Le second tour de la présidentielle égyptienne mettra aux prises le candidat islamiste Mohamed Morsi et un cacique du régime de Moubarak, Ahmed Chafik. L'analyse de Tewfik Aclimandos, chercheur et spécialiste de l’Égypte.
FRANCE 24 : Les résultats de l'élection présidentielle en Égypte constituent-ils une vraie surprise, notamment la lourde défaite d’Amr Moussa ?
Tewfik Aclimandos : C’est surtout derrière le duo de tête qu’il y a de grosses surprises.
Si l’on compare les sondages d’intentions de vote avec le résultat final, Hamdeen Sabbahi [nationaliste arabe, qui a obtenu environ 20 % des suffrages ndlr] a triplé son résultat.
La chute d’Amr Moussa [l’ancien chef de la Ligue arabe qui faisait figure de favori du scrutin ndlr] est également une vraie surprise. Il était inimaginable que l’écart entre lui [Amr Moussa a obtenu près de 10 % des voix ndlr] et le duo de tête soit si important. Le souci, c’est qu’il n’a jamais été en mesure de clarifier vraiment son message, tandis que les autres candidats s’affirmaient, à l’image de Mohamed Chafik, qui a clairement durci son discours sur la sécurité par exemple.
Vers qui peuvent se tourner les révolutionnaires au second tour, alors que les résultats du scrutin les placent dans une situation inconfortable ?
T.A. : L’état-major révolutionnaire n’a absolument aucune envie d’aller vers Ahmed Chafik [dernier Premier ministre de l’ère Moubarak, favori de l’armée et de la minorité copte, arrivé second lors du premier tour ndlr]. Et il est probable que ses troupes fassent le même choix. En revanche, les chefs de file du mouvement révolutionnaire peuvent envisager de négocier avec le candidat des Frères musulmans, Mohamed Morsi.

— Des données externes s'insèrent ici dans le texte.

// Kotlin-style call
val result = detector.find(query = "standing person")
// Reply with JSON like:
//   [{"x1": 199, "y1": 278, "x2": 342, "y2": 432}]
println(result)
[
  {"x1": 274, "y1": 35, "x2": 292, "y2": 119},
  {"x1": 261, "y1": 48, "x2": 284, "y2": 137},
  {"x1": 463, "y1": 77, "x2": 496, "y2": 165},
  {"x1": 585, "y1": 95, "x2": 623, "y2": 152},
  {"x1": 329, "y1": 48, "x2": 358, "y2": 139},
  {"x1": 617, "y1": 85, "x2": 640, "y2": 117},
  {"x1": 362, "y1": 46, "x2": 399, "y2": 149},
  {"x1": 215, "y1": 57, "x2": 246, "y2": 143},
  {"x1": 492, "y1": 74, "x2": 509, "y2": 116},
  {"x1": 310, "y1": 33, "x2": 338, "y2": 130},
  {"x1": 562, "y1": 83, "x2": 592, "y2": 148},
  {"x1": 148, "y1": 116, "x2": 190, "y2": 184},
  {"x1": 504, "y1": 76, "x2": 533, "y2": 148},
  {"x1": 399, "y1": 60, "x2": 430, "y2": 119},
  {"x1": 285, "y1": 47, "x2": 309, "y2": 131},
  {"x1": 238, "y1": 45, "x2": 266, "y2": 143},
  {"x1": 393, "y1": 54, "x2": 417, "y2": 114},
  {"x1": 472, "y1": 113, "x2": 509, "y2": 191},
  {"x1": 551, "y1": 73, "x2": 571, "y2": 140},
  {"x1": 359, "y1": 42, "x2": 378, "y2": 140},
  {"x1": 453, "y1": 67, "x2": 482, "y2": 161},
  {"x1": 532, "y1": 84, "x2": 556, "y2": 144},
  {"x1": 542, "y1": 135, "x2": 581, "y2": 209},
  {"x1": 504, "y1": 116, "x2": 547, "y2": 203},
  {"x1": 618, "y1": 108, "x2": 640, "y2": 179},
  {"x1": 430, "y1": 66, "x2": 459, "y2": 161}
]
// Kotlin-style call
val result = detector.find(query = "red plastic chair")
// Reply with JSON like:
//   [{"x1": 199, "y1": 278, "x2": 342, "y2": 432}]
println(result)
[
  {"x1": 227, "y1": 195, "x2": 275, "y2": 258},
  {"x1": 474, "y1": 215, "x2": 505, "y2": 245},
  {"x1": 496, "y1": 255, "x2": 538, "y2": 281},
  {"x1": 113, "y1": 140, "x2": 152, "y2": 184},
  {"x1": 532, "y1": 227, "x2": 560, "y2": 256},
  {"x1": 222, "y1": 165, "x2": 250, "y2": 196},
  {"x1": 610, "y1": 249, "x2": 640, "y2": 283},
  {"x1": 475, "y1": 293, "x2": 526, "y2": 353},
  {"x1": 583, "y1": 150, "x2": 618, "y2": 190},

La question est de savoir si la confrérie sera prête à faire des promesses et des gestes à leur endroit. Et ces fléchissements devront intervenir avant même le second tour.
Du côté des révolutionnaires, deux lignes d’analyse se distinguent. Certains estiment que donner la présidence aux Frères musulmans serait un suicide puisqu’ils dirigent déjà le Parlement. Pour d’autres, la priorité reste de déloger les derniers pontes de l’ancien régime coûte que coûte. Et si la première ligne est celle qui prédomine au moment du vote, une forte abstention de ces électeurs n’est pas à exclure.
Des recours pour fraude ont été déposés dans la foulée de l’annonce des résultats. Comment analysez-vous le déroulement de ce scrutin ?
T.A. : Ce que l’on peut dire, c’est qu’il s’agit du scrutin le plus transparent de toute l’histoire de l’Égypte. Évidemment, tout n'a pas été parfait. Sur tous les recours qui ont été déposés, certains étaient légitimes et d’autres plus absurdes. Mais au final, je pense que les résultats officiels reflètent assez fidèlement le rapport de force actuel.